Mengenali dan Menjaga Liver tetap Sehat
Posted by Unknown on 21.50
Menjaga kesehatan di tengah kesibukan yang menumpuk
adalah prioritas yang seharusnya Anda lakukan. Tanpa sadar liver Anda bekerja
keras kian berat dan tiap hari. Baik karena pola hidup maupun pola makan yang
tidak dapat sepenuhnya memenuhi standar konsumsi gizi seimbang.
Liver merupakan organ penting yang membantu Anda dalam
detoksifikasi, mengatur metabolism tubuh dan membentuk antibody untuk system pertahanan tubuh.
Menjaga liver agar tetap sehat mulai dari sekarang, karena fungsinya yang
sangat penting dan hanya ada 1 buah saja dalam tubuh kita ( seperti jantung).
Penyebab radang hati atau liver adalah :
Pola hidup yang tidak sehat
Aktivitas tinggi dan olahraga berlebihan tanpa diimbangi
oleh istirahat dan pola tidur yang baik.
Minum obat berlebihan
Mengonsumsi makanan yang tidak sehat dan higienis
Minum alkohol berlebihan
Pola makan yang tidak teratur dan tidak seimbang
Mengenali gejala dan menjaga liver tetap sehat :
Mudah lelah dan lesu
Mengalami depresi
Nyeri di sisi kanan perut
Nafsu makan hilang
Mual, muntah, dan diare
Warna kulit dan bola mata berwarna kekuningan atau bahkan
kuning
Kadang persendian terasa nyeri
Air seni berwarna gelap, seperti air teh
Penyakit hepatitis peradangan pada hati yang disebabkan
oleh virus hepatitis. Jenis hepatitis yang sering dijumpai yakni hepatitis A,
B, dan C, Hepatitis A bersifat akut dan jarang menjadi kronis. Sedangkan
hepatitis B dan C termasuk penyakit hati yang kronis atau menahun yang dapat berlanjut menjadi
sirosis dan kanker hati apabila tidak ditangani dengan baik.
Banyak orang tak sadar kalau menderita hepatitis karena
biasanya tanpa gejala pada awlanya.

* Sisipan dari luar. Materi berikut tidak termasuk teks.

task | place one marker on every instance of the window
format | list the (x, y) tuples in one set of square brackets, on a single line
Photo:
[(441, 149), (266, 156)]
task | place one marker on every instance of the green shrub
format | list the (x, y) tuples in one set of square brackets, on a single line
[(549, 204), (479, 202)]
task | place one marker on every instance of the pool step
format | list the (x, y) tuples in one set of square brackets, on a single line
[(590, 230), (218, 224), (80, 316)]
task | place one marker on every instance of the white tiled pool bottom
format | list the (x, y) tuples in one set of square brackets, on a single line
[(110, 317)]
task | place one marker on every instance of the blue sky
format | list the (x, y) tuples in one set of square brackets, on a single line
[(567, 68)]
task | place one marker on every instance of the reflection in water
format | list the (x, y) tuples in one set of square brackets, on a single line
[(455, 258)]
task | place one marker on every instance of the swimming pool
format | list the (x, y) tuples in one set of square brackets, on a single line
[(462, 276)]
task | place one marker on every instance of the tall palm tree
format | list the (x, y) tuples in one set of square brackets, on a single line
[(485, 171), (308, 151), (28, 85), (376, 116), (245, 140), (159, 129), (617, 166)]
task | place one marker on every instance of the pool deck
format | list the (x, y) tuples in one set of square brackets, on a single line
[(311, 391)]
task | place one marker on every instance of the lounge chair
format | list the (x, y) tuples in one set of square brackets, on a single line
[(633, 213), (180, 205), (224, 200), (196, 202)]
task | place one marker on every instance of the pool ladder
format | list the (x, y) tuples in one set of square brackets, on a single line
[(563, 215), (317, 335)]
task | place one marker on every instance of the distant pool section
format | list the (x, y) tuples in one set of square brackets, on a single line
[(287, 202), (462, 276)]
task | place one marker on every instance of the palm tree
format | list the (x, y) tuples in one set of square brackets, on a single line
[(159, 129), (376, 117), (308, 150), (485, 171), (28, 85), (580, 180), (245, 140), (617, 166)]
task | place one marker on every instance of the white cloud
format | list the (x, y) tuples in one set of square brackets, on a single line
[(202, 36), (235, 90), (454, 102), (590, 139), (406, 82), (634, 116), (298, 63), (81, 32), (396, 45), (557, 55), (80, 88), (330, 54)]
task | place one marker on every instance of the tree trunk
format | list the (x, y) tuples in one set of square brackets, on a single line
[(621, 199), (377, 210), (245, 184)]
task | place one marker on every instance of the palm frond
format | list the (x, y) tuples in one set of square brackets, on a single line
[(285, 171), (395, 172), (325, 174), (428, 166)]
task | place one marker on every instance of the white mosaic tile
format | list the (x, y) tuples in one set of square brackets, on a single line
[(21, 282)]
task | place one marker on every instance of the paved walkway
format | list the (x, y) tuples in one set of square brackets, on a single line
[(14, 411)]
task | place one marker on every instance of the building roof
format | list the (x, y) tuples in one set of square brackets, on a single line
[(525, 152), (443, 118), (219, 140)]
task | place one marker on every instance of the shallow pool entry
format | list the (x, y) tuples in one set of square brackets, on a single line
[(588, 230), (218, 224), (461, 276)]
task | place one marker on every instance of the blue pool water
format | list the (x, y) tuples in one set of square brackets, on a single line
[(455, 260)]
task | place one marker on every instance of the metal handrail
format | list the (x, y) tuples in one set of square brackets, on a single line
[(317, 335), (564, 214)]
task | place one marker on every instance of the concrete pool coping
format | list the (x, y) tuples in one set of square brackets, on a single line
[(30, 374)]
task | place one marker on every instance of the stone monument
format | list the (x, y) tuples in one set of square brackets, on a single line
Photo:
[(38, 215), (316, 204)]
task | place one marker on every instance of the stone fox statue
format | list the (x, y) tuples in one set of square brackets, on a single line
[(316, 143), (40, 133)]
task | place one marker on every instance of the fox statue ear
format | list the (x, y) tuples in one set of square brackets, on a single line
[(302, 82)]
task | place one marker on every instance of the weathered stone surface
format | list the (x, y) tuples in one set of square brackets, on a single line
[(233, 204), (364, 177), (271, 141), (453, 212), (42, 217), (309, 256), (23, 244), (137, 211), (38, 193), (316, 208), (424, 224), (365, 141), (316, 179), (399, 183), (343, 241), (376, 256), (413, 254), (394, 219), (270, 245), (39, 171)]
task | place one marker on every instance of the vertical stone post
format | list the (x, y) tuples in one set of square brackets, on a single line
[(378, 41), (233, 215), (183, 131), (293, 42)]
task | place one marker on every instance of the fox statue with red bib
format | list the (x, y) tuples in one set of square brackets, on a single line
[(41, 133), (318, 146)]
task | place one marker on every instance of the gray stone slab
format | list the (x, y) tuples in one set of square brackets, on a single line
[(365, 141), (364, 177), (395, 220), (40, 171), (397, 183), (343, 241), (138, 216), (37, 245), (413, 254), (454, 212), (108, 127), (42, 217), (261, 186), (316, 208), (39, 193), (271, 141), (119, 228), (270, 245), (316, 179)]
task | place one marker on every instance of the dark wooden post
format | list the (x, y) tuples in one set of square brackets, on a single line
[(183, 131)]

Pasien bisa menderita lebih dari satu jenis
hepatitis dalam waktu bersamaan. Namun, ada juga yanhg terkena satu jenis
hepatitis baru diikuti hepatitis yang lain. Radang hati atau liver yang
disebabkan oleh virus Hepatitis A, B, dan C memiliki pravalensi tinggi di
Indonesia, hasil penelitian menunjukkan 20 juta penduduk Indonesia terjangkit
oleh hepatitis A, 20 juta lebih penduduk lainnya terkena hepatitis B, 8 juta
lebih penduduk Indonesia mengidap hepatitis C.
Menjaga liver agar tetap
sehat adalah dengan mengonsumsi temulawak. Temulawak (curcuma
xanthorriza) yang berasal dari family Zingiberaceae, banyak ditemukan di
hutan-hutan tropis, termasuk di Indonesia. Dari segi kualitas, temulawak
Indonesia termasuk paling baik, jika dibandingkan dengan Negara-negara
lain. Rimpang temulawak mengandung curcumin
yang berperan : Meningkatkan aktivitas enzim Gluthatione S-transferase (GST)
serta keompok enzim Glutathione lain (Gs-x) dalam hati yang memiliki pernana
penting sebagai detoksifkasi dan antioksidan. Temulawak atau Curcuma
Xanthorrizha telah dikenal oleh Bangsa
Indonesia sebagai tanaman herbal yang bermanfaat sejak dahulu.
Hati, organ besar yang terletak pada sebelah bawah kanan
tulang rusuk ini mempunyai fungsi bermacam-macam, yaitu sebagai tempat
pembentukan plasma darah dan zat pembeku darah, sebagai tempat penyimapanan
zat-zat mineral, seperti zat besi, kalium dan tembaga, penyimpan cadangan air,
dan tempat pembakaran gula serta pembentukan kolesterol. Ia juga yang mengubah
lemak menjadi asam lemak. Zat-zat racun yang masuk dari luar tubuh maupun yang
terbentuk di dalam tubuh akan dibuang ke hati bersama-sama cairan empedu menuju
usus.
Penyakit hati dapat disebabkan oleh virus, yang dikenal
dengan penyakit hepatitis A, hepatitis B, atau hepatitis non A dan non B.
Selain itu, penyakit hati dapat pula berasal dari pola konsumsi makanan yang
salah atau zat-zat kimia yang terkandung dalam obat, seperti antibiotika,
parasetamol, arsenal, dan obat-obatan yang dikonsumsi manusia dalam bentuk
hidangan fast food.
Jangan dilupakan pula bahwa zat-zat cemaran dari polusi
udara mampu menyerang hati secara lambat laun tetapi pasti. Timah hitam (Pb)
dan kadmium (Cd) merupakan kntaminan terbesar dari seluruh debu logam di udara.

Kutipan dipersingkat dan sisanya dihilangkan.